We have around 100 free-style projects on our Jenkins installation. Jenkins is deployed to tomcat container. There is one Linux master and two Linux slaves. We use subversion as SCM. Subversion post-commit hooks have been configured to notify Jenkins when commits take place. Idea is that Jenkins should handle work copy updates and checkouts while our build tools should handle the logic related to building. Our build tools are simply a collection of bash shell scripts. Builds themselves are mostly maven builds.
The account, which is used to run Jenkins, has a normal subversion config directory under its home directory. The file of interest is the one containing authentication credentials: ~/.subversion/auth/svn.simple/XXX.

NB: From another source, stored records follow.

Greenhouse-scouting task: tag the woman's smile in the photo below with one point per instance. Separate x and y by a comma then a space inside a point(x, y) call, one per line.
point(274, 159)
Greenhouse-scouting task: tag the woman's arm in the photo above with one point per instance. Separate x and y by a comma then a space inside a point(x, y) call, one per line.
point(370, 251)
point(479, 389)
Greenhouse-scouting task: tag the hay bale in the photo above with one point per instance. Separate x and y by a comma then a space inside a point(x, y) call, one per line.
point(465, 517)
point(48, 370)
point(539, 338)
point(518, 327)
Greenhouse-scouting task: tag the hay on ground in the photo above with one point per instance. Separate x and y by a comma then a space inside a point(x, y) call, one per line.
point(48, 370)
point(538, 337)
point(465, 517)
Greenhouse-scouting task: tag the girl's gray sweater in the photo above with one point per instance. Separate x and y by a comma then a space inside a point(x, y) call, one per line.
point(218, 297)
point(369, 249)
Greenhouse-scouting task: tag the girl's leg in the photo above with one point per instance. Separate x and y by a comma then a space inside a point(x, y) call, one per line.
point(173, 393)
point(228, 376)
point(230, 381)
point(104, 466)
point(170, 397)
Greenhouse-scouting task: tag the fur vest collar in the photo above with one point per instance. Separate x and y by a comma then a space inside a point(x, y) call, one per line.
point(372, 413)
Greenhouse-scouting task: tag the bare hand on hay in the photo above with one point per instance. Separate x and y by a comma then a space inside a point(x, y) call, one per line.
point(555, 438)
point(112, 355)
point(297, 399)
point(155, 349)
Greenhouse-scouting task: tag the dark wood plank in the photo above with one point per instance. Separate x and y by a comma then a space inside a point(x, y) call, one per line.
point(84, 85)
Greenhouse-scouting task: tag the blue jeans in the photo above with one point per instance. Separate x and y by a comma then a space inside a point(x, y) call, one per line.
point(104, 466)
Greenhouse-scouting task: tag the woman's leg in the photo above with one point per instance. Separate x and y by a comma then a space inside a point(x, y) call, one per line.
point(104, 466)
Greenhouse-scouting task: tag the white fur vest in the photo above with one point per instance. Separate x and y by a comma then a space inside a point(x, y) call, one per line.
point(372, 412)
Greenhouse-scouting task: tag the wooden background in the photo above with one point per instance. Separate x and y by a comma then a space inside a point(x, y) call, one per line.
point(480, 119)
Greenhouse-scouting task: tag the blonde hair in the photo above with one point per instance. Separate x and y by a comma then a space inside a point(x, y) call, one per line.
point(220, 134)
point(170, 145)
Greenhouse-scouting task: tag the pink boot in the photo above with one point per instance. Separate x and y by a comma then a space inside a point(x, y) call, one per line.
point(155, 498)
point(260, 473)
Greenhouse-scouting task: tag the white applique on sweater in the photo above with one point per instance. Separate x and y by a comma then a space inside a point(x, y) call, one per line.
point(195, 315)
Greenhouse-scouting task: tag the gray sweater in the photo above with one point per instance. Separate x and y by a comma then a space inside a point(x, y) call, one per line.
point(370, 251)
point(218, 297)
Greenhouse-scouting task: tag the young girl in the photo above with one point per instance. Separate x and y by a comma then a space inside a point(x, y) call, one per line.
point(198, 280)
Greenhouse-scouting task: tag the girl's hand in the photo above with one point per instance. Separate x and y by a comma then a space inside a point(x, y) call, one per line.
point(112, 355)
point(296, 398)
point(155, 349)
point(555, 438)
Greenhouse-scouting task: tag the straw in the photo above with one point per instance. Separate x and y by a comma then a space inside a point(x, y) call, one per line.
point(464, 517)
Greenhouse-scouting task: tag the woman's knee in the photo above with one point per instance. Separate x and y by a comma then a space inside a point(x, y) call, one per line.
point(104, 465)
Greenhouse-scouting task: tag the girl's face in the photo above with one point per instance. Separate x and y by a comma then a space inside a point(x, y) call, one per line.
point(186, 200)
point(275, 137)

Jenkins changes the time stamp of this file every time a new build for a free-style project is triggered, either manually, or by post-commit hook. We produce around 300 builds a day. This means the file is under constant change. The file content stays the same before and after the change of time stamp. I have not monitored how the file is manipulated.
Our build tools do some subversion operations before and after the actual maven build. Needed subversion authentication credentials are searched from the same above mentioned file. Now that the file is constantly modified, there are times when our build scripts fail to authenticate and the whole build fails. About 20 builds a day fail with error message like this: authorization failed: Could not authenticate to server: rejected Basic challenge.
Fortunately, there is a workaround. I can create a copy of subversion configuration directory and configure our build tools to use that. However, I still feel that this is a bug in Jenkins or its subversion plugin, because there should not be a need to update the file.
Out of curiosity, I created a maven2/3 project in my sandbox environment (Jenkins 1.448, Subversion plugin 1.37). Strangely, maven project did not touch the subversion credentials file the same way the free-style project did.